L’empire moral de la majorité se fonde encore sur ce principe, que les intérêts du plus grand nombre doivent être préférés à ceux du petit. Or, on comprend sans peine que le respect qu’on professe pour ce droit du plus grand nombre augmente naturellement ou diminue suivant l’état des partis. Quand une nation est partagée entre plusieurs grands intérêts inconciliables, le privilège de la majorité est souvent méconnu, parce qu’il devient trop pénible de s’y soumettre.

S’il existait en Amérique une classe de citoyens que le législateur travaillât à dépouiller de certains avantages exclusifs, possédés pendant des siècles, et voulût faire descendre d’une situation élevée pour les ramener dans les rangs de la multitude, il est probable que la minorité ne se soumettrait pas facilement à ses lois.

Mais les États-Unis ayant été peuplés par des hommes égaux entre eux, il ne se trouve pas encore de dissidence naturelle et permanente entre les intérêts de leurs divers habitants.

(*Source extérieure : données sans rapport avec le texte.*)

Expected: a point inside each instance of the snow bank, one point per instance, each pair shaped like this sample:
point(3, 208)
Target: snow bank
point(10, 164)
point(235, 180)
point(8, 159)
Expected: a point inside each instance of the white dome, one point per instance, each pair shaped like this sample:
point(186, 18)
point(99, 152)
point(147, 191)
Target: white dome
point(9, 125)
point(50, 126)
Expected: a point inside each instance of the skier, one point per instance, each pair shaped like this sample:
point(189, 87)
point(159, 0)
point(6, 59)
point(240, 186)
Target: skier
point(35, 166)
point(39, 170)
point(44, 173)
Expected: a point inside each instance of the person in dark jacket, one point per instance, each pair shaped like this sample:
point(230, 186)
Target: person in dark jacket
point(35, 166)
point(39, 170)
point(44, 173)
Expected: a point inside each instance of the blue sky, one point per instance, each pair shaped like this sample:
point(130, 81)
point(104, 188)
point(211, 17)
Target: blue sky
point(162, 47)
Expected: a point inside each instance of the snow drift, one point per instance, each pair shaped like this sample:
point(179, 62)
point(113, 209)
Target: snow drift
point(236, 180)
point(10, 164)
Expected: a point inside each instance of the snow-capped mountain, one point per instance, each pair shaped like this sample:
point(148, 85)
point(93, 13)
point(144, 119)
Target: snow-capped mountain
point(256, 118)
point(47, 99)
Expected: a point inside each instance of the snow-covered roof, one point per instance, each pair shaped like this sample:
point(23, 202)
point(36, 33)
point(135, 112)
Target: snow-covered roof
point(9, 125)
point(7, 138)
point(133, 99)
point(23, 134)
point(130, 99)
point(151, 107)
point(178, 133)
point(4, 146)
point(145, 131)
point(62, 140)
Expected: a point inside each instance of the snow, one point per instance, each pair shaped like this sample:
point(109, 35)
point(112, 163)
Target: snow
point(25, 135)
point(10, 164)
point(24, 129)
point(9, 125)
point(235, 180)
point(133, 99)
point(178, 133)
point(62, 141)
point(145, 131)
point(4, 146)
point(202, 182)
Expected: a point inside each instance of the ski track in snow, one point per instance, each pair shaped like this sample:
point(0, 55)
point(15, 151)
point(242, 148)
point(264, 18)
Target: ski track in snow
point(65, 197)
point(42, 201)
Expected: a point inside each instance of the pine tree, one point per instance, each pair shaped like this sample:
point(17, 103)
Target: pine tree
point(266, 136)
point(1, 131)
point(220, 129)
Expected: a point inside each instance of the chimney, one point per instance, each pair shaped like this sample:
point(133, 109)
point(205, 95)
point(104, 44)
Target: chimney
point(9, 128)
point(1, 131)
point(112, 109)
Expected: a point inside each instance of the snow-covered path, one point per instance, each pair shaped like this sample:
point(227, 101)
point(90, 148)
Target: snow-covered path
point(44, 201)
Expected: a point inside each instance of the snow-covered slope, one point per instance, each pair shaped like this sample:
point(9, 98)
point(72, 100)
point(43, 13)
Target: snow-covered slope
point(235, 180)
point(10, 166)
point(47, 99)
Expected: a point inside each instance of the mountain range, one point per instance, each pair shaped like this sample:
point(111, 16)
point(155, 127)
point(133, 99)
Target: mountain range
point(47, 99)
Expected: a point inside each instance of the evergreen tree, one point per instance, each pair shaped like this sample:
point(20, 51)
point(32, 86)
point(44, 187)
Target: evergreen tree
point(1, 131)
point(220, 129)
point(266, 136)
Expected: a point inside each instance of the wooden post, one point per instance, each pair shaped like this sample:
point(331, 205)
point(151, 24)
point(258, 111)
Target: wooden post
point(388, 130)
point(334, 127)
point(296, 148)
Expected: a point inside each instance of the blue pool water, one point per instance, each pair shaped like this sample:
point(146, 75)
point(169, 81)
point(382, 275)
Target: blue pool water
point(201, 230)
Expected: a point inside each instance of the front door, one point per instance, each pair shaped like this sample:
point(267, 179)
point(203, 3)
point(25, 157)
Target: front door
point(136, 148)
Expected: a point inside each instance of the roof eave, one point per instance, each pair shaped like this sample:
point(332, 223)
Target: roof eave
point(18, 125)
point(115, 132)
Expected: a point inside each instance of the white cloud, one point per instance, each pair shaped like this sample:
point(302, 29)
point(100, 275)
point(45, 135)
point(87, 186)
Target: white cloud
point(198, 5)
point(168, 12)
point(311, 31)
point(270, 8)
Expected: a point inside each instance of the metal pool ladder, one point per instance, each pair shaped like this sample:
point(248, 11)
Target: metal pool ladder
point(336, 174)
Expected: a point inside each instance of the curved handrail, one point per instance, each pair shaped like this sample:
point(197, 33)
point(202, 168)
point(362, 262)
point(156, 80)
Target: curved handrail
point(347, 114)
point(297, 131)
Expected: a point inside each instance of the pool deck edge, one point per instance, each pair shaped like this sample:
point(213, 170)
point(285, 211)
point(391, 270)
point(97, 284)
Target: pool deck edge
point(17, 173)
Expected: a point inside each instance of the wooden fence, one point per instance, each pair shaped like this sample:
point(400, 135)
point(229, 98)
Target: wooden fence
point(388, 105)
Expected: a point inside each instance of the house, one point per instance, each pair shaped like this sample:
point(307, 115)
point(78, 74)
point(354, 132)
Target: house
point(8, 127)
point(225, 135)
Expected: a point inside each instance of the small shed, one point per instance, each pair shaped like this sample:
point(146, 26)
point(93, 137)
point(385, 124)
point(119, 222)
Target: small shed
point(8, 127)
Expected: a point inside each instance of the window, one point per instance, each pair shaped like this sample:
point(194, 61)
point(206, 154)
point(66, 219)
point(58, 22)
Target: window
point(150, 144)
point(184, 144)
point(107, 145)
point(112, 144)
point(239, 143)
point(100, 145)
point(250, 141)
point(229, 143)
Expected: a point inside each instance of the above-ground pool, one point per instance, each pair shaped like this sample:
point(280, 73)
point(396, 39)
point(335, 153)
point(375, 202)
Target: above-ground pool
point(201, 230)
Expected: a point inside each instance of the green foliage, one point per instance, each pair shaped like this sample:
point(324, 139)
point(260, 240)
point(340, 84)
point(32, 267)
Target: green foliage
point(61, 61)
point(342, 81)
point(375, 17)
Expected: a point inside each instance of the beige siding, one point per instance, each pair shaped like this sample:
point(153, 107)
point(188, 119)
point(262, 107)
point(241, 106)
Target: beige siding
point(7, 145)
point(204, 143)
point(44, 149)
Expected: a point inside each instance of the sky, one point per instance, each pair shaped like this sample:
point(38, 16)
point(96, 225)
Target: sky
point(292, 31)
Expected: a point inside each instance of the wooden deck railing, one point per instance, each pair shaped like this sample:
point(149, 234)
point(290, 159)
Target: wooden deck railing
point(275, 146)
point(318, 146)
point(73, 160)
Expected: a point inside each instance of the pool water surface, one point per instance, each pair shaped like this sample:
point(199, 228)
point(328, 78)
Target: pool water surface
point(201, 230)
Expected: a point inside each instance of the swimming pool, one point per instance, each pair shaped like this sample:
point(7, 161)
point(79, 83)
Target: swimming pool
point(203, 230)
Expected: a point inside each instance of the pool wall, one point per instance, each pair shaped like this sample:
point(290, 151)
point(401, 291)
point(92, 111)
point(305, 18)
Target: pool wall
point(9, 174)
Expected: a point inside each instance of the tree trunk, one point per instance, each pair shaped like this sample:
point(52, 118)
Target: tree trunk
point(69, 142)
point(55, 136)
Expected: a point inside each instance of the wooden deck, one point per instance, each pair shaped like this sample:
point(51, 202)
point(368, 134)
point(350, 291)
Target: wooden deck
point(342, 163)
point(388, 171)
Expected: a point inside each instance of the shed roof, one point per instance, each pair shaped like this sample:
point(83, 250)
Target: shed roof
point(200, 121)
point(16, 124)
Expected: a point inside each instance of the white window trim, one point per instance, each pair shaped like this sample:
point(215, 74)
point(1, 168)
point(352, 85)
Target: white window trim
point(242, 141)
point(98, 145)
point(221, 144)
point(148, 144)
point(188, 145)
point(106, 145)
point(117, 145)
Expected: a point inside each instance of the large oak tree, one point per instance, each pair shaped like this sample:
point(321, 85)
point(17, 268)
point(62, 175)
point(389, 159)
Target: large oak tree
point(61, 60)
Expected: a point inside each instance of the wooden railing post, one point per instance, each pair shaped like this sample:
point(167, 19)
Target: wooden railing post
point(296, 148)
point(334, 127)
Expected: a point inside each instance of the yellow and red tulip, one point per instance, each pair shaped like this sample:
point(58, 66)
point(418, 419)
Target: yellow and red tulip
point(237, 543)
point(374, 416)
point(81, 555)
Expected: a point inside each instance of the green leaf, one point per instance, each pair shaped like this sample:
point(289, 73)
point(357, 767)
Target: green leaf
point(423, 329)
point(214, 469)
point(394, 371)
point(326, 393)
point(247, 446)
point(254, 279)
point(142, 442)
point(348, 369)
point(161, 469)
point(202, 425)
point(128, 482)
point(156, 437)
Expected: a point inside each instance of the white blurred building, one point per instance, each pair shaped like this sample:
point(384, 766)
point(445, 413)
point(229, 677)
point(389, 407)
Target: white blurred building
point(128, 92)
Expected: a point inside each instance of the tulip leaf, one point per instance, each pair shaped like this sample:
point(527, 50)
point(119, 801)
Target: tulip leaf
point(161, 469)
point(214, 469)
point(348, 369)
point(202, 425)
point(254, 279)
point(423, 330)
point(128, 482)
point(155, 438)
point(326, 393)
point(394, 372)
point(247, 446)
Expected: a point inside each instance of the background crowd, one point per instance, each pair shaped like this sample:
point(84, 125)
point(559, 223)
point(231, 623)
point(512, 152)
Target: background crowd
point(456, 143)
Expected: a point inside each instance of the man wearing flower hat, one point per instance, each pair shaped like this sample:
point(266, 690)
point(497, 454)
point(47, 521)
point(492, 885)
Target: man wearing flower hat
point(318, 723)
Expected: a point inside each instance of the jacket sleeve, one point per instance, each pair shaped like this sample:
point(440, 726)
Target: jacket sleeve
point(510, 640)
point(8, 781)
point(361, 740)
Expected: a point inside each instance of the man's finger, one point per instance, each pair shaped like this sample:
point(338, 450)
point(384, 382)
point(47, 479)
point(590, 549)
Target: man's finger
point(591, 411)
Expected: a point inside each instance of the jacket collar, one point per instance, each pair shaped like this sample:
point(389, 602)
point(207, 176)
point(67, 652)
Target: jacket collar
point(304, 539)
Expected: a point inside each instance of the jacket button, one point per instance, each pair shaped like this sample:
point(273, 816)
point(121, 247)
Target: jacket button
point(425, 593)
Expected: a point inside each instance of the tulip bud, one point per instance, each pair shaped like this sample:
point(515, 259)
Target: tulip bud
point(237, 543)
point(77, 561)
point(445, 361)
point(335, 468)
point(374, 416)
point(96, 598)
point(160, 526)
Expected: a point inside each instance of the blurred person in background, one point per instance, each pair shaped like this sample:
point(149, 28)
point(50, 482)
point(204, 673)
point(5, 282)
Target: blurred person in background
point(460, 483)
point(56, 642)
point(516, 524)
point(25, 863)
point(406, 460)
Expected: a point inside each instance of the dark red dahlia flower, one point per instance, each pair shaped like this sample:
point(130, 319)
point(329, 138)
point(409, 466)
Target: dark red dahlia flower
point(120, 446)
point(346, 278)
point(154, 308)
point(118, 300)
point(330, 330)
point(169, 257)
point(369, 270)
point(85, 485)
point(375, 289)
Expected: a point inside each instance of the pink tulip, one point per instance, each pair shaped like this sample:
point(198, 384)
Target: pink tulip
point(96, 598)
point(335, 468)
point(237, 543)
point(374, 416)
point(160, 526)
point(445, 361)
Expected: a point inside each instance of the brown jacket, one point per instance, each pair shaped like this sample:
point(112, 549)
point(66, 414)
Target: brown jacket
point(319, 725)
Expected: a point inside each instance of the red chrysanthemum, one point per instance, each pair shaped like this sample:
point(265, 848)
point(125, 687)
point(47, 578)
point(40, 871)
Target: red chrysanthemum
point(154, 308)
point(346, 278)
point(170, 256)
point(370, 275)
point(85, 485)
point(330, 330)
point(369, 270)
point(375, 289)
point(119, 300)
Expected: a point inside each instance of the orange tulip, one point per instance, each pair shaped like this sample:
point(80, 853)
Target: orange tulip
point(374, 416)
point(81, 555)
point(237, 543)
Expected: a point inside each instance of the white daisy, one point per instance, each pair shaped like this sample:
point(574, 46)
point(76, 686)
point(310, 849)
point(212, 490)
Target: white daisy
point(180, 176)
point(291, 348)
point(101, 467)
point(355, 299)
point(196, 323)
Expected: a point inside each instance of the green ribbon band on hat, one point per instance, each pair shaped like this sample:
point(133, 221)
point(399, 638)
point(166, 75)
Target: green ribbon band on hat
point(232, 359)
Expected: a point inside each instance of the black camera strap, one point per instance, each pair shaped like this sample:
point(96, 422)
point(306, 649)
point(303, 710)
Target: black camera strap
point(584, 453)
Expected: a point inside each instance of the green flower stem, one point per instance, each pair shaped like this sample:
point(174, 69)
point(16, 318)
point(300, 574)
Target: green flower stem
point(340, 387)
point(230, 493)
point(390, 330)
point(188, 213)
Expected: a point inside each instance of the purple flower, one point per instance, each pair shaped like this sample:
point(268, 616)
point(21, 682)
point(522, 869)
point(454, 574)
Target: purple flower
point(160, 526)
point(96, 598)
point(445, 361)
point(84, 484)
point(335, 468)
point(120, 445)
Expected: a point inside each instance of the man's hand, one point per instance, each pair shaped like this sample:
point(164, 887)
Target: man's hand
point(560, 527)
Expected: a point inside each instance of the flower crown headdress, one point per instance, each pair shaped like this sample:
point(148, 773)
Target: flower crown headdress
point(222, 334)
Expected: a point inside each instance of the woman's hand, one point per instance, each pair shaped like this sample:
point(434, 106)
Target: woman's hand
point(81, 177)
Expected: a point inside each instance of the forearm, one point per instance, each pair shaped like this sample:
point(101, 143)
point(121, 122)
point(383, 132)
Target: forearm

Il y a tel état social où les membres de la minorité ne peuvent espérer d’attirer à eux la majorité, parce qu’il faudrait pour cela abandonner l’objet même de la lutte qu’ils soutiennent contre elle. Une aristocratie, par exemple, ne saurait devenir majorité en conservant ses priviléges exclusifs, et elle ne saurait laisser échapper ses privilèges sans cesser d’être une aristocratie.